Titus nodded with a wicked twinkle in his eye as he undid the buckles on his pack. “Back in Stillwater, the quartermaster was distributing officers’ rations. I fell in the queue with the other mess servants and came away with a share for us.” He laid out the bounty gained by clever deception—four turnips, a dozen onions braided together, one thick yellow carrot the size of a baby’s leg, a small sack of oatmeal, and a package wrapped in brown paper and tied with jute string.
Jack tugged at the string on the package. “Pocket soup?”
“It is.”
The package contained eight pieces of “soup.” Able to fit in a soldier’s pocket, each cake of concentrated meat stock was roughly four inches square and one inch thick, and as dense and brown as chewy molasses candy.
Jack laughed and slapped his friend on the back. “I surely do benefit by your knack for seeing to your belly.”
Titus grinned. “On rare occasion, this black face comes in handy.”
Jack set the full kettle to heat on hot embers. Titus dropped in a soup cake and two handfuls of oatmeal into the simmering rainwater. Four onions, two turnips, and a third of the carrot were chopped and added to the pot.
Waiting on their supper, the pair used the time to see to their weapons. The worst of the thunderstorm blew over, and gradually the rain diminished to a drizzle, and all the while their soup bubbled into a wholesome potage. On hearing a familiar turkey call, Jack and
Titus grabbed their guns and scooted out from under the shelter to see Isaac and Ned trotting through the trees, dressed in naught but breechclouts and bare chests.
“Shekóli.” The smiling Indians slipped under the shelter, and took seats close to the fire, dark eyes sparkling with pleasure to see supper had been seen to in their absence.
Jack once again admired the tattoo on Ned’s shoulder. In one talon the spread eagle clutched six arrows—one arrow for every nation in the Iroquois Confederacy.
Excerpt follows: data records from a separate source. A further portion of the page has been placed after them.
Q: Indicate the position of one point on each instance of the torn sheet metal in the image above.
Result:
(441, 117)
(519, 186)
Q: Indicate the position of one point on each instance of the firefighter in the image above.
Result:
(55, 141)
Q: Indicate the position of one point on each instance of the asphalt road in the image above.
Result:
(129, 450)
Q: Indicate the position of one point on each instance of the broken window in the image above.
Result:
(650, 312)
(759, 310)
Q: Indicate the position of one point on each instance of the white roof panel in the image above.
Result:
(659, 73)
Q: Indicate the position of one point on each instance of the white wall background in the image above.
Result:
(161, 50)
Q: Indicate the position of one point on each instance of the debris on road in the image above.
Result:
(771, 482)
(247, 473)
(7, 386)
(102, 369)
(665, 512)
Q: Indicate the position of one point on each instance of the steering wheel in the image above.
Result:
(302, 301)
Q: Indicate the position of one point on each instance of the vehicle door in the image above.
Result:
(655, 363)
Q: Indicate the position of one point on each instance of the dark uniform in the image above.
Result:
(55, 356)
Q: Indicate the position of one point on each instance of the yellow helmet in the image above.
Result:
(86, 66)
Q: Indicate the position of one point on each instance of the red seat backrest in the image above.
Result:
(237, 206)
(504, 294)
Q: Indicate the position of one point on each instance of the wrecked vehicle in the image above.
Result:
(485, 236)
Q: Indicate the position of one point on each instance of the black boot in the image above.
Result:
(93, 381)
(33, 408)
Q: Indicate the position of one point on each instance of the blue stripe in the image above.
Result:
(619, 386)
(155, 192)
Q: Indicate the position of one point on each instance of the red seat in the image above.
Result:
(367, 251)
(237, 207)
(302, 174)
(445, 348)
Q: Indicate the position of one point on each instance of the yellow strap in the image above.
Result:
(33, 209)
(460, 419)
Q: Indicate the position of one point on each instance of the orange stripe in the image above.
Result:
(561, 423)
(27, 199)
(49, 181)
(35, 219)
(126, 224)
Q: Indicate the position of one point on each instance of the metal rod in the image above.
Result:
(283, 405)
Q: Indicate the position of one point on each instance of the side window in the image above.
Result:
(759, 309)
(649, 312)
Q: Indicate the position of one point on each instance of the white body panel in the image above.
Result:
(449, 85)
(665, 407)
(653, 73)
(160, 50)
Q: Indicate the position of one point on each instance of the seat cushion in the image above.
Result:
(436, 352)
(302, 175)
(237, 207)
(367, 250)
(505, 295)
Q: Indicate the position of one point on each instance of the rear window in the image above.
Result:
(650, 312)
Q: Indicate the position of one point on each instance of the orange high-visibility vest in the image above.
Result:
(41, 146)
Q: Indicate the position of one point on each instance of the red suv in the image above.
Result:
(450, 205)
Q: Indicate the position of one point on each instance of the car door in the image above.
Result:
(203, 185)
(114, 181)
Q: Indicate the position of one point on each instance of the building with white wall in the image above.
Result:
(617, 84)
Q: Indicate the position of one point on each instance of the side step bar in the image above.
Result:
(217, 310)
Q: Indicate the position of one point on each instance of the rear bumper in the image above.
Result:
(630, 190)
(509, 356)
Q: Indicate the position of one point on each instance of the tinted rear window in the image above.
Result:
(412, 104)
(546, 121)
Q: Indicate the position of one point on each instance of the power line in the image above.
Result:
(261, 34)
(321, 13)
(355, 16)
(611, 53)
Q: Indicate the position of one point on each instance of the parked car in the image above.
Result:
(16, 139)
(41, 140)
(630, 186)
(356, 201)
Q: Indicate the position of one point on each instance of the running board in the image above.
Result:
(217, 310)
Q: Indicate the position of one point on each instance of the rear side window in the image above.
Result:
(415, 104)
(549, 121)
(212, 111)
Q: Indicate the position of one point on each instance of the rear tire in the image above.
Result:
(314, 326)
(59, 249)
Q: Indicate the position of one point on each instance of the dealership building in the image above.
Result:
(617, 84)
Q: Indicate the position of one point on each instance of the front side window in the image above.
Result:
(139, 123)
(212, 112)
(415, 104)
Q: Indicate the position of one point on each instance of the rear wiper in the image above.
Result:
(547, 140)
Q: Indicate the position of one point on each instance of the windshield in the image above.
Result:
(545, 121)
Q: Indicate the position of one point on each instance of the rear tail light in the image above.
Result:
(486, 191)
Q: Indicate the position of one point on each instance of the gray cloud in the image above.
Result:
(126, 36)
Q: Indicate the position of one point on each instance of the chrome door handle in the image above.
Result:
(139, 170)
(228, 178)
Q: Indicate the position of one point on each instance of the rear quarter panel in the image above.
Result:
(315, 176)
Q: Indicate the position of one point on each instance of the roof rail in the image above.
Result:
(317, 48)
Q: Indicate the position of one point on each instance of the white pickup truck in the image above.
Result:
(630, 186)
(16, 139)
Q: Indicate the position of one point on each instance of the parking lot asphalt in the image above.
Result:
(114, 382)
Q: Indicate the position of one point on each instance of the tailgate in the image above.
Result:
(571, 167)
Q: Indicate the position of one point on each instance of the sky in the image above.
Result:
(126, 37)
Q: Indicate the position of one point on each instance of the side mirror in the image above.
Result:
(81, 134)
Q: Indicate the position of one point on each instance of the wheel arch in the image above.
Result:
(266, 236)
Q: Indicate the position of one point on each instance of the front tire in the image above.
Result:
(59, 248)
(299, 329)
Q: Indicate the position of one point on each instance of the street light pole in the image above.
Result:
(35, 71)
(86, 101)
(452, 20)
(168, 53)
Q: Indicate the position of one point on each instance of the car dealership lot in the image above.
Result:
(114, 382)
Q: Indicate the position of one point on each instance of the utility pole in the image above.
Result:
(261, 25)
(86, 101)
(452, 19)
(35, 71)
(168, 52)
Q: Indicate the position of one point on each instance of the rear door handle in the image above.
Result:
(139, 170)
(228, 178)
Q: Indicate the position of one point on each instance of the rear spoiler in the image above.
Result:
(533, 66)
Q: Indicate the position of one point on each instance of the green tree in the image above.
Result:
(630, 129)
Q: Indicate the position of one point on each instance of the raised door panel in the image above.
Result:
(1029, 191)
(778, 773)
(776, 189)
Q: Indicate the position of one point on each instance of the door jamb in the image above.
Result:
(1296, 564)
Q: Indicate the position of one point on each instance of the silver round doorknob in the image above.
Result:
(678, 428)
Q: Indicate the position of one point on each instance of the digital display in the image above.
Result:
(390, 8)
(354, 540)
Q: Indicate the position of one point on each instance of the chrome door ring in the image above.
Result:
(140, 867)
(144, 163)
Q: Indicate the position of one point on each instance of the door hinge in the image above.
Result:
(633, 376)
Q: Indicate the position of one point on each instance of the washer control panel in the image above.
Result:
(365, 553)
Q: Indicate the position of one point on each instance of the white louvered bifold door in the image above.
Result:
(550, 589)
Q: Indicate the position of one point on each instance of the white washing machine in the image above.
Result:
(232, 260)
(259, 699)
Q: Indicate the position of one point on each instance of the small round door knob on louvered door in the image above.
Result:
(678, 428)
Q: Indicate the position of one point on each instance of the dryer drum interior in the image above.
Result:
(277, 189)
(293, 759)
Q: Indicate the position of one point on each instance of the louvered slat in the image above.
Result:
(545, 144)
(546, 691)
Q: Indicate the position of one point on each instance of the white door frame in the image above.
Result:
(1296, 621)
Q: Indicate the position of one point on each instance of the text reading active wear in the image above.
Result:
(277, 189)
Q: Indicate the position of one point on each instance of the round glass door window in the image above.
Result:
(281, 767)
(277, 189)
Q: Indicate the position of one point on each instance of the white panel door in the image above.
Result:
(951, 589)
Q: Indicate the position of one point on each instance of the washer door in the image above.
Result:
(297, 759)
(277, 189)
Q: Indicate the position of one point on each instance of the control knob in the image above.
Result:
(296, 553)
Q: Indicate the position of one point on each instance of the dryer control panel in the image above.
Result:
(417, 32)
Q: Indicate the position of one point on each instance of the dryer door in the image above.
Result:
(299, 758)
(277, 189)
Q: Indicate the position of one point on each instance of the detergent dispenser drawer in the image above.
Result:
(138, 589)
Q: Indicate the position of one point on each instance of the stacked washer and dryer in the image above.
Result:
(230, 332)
As Isaac had explained, “Many arrows bundled together are stronger than one arrow alone.” On an idle day, bolstered with plenty of pain-numbing rum, Jack had Isaac tattoo a similar design on his shoulder, except the eagle that was pricked into his skin with a needle and rubbed with lampblack was clutching a bundle of thirteen arrows, one for each of the thirteen states in his new nation.
The men all found their spoons and dipped their cups into the kettle.
“Mmmm… yawéku ka,” Isaac said, with an appreciative nod.
Jack waited until both Isaac and Ned finished eating before asking, “Did you get into the German camp?”
The Indians cast him a look that would curdle sweet milk, and both of them dipped in for another helping without answering his question. After slurping down seconds, Ned was the first to speak. “The German colonel—he chose good ground.”
Isaac began smoothing the space between himself and Jack. “This is the enemy camp.” Pushing a small pile of spruce needles into a hill at the center, he began illustrating the details of the German encampment on a canvas of dirt and duff. Using a small stick, he drew a sinewy line curving past the hill to indicate the river. Crossing the line with a short stroke he said, “The bridge.” He placed his tin cup within a bend of the river. “The American militia camp is here.” Putting a small stone a ways behind the hill he added, “We are here, on the wooded ridge.”